4. Testing the factorial validity of instruments SERVPERF and SERVQUAL
The SERVPERF and SERVQUAL instruments measure five subscales of quality of service:
tangibles, reliability, responsiveness, assurance and empathy (CRONIN; TAYLOR, 1992, 1994;
PARASURAMAN; ZEITHAML; BERRY, 1985, 1988) with different conceptualizations of the
service quality.
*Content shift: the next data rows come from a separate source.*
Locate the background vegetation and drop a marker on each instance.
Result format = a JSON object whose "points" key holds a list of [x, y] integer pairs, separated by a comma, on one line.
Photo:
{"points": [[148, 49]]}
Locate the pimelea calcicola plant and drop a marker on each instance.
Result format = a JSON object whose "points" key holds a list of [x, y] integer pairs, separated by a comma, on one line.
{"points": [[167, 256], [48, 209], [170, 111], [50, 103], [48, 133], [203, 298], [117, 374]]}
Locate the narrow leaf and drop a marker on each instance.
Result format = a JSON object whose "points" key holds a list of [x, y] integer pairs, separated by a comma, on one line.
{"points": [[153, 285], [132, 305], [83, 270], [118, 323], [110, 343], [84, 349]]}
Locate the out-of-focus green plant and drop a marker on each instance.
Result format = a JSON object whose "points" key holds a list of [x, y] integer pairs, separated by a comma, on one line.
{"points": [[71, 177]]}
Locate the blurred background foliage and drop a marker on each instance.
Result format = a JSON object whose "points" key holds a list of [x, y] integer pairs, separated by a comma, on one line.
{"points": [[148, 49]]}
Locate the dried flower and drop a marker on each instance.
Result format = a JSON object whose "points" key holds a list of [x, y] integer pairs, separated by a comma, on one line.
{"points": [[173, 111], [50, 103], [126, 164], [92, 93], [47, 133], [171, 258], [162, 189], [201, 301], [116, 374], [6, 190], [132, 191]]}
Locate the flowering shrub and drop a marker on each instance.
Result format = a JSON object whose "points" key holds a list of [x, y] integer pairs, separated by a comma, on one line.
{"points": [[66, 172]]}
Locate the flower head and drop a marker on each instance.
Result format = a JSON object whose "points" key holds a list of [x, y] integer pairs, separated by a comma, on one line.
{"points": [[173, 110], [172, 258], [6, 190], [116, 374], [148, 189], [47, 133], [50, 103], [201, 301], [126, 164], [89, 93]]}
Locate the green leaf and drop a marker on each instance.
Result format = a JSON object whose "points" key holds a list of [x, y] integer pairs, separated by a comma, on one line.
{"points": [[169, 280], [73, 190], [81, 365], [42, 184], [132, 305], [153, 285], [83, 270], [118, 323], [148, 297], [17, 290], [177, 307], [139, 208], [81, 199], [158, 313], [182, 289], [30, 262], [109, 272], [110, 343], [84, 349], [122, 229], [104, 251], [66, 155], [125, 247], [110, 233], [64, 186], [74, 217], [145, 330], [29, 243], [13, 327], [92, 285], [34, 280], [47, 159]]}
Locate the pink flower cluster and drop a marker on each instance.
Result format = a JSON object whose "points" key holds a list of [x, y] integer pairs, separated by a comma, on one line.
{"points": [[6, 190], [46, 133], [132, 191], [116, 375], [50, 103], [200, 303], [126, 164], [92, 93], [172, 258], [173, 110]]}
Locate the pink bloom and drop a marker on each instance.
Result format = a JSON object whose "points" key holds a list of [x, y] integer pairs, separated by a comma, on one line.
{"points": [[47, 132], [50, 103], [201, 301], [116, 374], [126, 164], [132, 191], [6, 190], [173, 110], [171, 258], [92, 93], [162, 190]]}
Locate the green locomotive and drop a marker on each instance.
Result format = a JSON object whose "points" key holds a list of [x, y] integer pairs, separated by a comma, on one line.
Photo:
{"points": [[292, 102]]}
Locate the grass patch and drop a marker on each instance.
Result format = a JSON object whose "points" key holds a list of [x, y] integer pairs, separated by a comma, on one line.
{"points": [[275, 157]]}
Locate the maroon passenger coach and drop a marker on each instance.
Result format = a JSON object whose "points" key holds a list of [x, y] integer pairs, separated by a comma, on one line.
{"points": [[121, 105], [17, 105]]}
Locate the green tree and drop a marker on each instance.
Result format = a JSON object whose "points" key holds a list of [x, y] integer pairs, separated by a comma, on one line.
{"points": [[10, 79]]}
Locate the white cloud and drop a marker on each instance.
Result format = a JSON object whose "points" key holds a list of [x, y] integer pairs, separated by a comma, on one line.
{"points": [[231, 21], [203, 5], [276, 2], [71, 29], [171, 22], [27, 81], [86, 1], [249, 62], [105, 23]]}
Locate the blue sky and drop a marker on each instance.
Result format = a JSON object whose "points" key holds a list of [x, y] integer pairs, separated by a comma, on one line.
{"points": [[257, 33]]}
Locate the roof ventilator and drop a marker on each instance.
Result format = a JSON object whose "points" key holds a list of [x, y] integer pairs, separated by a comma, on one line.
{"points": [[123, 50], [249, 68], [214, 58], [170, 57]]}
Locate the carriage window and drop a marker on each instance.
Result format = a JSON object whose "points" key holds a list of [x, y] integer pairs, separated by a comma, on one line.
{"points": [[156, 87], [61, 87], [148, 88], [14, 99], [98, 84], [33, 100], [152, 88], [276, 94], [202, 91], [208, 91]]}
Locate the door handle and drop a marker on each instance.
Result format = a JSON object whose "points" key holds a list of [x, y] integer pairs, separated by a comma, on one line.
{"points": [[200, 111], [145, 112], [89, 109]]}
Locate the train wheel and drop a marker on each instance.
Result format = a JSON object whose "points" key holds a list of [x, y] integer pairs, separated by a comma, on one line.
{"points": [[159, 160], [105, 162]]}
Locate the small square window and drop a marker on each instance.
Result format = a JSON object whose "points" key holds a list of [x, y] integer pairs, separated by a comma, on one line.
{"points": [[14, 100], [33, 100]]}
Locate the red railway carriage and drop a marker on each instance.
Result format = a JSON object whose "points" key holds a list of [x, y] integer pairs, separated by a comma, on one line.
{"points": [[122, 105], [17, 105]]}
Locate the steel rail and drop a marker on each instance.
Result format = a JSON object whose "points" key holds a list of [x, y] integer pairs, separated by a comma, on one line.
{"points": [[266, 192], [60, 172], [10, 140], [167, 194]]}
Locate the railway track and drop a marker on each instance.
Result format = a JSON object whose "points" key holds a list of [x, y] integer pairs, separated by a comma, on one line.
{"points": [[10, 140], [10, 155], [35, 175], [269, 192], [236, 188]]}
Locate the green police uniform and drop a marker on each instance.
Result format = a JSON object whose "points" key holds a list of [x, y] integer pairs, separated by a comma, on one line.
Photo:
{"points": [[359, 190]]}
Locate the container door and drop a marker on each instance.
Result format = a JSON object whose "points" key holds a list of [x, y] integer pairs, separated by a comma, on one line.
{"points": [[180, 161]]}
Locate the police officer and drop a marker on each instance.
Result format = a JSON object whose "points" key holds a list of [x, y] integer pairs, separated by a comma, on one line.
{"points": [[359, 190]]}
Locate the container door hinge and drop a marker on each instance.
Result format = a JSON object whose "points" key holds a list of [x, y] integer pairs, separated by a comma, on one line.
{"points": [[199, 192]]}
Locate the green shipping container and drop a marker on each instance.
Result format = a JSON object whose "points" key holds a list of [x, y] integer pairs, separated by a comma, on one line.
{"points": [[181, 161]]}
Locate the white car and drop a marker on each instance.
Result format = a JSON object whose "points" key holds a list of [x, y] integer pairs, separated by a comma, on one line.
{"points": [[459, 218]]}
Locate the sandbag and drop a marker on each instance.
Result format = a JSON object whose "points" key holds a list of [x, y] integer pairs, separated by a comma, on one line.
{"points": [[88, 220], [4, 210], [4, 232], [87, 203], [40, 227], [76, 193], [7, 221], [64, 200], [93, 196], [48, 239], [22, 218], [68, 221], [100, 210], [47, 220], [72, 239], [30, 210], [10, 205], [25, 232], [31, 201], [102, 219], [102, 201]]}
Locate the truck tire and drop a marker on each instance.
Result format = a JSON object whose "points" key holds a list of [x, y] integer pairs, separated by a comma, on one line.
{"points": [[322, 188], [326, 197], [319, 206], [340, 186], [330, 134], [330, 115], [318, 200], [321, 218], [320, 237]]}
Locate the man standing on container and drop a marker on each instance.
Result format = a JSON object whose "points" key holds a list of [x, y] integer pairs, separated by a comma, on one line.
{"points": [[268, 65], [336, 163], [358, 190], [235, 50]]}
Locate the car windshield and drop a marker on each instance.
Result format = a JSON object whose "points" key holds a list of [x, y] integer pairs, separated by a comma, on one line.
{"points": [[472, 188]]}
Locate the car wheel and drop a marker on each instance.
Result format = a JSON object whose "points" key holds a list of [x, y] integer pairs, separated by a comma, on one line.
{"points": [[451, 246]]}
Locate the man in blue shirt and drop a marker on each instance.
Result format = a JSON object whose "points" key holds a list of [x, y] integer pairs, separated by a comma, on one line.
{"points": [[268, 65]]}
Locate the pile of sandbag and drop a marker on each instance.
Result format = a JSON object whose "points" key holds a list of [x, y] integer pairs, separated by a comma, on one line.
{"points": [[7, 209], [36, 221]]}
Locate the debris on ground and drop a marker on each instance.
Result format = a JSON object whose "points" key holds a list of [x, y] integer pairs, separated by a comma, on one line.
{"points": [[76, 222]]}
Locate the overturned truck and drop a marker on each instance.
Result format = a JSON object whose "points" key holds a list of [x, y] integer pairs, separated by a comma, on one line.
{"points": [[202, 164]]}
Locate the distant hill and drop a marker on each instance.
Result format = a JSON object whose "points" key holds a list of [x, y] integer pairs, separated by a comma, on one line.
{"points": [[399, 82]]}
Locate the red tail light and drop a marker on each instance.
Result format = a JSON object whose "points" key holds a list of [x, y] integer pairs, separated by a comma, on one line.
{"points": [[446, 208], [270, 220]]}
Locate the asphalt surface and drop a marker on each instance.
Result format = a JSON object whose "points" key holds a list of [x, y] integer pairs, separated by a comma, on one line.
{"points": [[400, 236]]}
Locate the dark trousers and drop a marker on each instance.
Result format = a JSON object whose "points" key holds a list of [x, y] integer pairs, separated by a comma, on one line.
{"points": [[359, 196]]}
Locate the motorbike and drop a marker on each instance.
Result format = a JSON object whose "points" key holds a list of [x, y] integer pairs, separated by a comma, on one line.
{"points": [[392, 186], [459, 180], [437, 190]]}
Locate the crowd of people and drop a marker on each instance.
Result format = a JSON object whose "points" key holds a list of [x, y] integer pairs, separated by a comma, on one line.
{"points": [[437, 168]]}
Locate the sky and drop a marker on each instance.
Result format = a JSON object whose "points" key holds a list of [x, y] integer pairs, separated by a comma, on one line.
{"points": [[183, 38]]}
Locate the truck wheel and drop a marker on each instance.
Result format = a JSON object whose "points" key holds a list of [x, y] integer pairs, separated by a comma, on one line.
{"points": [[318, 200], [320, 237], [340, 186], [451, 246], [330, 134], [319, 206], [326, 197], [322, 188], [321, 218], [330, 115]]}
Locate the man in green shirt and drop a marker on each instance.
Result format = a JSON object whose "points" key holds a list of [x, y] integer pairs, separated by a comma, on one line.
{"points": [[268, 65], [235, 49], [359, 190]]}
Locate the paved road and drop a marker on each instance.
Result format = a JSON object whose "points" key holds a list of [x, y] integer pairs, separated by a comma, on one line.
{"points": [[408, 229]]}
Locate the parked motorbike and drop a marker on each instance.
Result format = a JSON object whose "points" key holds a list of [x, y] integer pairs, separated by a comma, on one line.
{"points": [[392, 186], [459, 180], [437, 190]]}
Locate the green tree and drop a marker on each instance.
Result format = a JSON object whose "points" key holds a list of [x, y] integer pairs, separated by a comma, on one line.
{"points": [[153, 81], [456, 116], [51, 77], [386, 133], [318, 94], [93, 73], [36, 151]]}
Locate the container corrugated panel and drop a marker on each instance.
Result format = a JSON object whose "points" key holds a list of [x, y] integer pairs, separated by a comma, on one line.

SERVPERF measures service quality using a performance-only approach, as
opposed to the SERVQUAL instrument, which is a gap-based comparison of the expectations and
perceptions of consumers.
In this paper, the non-modified scales for the five quality dimensions suggested by Cronin;
Taylor (1992) e Parasuraman; Zeithaml; Berry (1988) were applied to a Portuguese energy
company and the validity and reliability of the scales were assessed and compared.
The authors conducted a first-order confirmatory factor analysis (CFA) by using the
software AMOS, as a hypothesis-testing approach to data analysis (BYRNE, 2010), to check the
validity of those instruments applied to the present study.
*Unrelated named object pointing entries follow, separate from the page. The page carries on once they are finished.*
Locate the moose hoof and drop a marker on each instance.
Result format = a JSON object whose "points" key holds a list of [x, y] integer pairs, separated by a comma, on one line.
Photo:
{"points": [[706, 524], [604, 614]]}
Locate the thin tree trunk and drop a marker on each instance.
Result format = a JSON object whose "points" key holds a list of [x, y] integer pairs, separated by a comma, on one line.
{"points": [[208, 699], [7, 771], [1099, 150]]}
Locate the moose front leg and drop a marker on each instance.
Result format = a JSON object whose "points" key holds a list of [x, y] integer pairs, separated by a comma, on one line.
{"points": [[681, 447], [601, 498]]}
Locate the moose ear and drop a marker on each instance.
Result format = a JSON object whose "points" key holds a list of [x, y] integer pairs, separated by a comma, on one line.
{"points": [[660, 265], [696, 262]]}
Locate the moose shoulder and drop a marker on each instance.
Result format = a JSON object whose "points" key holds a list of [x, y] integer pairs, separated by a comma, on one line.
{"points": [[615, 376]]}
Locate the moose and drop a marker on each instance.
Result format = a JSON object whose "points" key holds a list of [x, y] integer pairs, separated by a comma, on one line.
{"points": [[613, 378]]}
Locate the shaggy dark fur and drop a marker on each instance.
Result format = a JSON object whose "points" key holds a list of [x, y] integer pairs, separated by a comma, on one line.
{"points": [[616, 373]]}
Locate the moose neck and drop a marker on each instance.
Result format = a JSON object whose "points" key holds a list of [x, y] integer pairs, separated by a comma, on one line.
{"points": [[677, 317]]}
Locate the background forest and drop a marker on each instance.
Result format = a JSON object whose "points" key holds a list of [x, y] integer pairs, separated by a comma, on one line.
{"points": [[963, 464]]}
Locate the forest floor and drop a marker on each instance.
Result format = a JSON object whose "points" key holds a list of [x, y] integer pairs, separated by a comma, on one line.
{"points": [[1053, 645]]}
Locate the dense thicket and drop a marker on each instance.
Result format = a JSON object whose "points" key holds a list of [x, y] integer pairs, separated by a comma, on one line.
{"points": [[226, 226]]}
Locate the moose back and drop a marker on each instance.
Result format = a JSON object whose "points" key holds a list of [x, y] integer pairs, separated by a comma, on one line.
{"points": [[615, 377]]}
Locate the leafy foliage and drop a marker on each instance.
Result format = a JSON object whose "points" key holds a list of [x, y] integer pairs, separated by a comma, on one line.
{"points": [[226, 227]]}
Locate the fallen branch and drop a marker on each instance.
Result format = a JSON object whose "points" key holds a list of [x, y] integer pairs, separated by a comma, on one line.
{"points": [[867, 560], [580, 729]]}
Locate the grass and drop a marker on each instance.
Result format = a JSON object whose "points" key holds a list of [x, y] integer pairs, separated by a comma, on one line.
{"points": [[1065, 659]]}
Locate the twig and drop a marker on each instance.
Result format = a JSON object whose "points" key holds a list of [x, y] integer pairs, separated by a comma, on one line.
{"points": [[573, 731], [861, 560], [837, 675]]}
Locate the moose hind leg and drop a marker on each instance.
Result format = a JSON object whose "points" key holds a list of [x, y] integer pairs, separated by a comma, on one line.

The CFA models presented for SERVPERF and SERVQUAL hypothesize a priori that:
- Responses to items can be explained by five factors;
- Each item has a non-zero loading on the factor it is outlined to measure, and zero
loadings on all other factors;
- The five factors are intercorrelated;
- The uniqueness terms associated with each observed variable are uncorrelated.
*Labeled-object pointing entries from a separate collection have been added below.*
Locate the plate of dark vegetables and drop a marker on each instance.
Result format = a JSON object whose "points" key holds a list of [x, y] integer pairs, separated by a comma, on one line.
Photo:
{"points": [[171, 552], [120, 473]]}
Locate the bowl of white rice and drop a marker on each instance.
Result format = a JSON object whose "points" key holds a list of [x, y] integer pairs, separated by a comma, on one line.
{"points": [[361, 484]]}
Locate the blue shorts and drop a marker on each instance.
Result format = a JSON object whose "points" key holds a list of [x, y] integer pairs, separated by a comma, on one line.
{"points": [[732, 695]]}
Data yield 253 sample moments, so the number of degrees of freedom is 199. The model is
overidentified and ready to be analyzed.
To detect multivariate outliers that could compromise the study, the authors computed the
squared Mahalanobis distance for each case, which measures the distance between the scores from
Revista Gestão Industrial 273
each case and the sample centroids, in standard deviation units. Ten cases were considered to have
values that stood out from the remaining ones, and were eliminated from the analysis.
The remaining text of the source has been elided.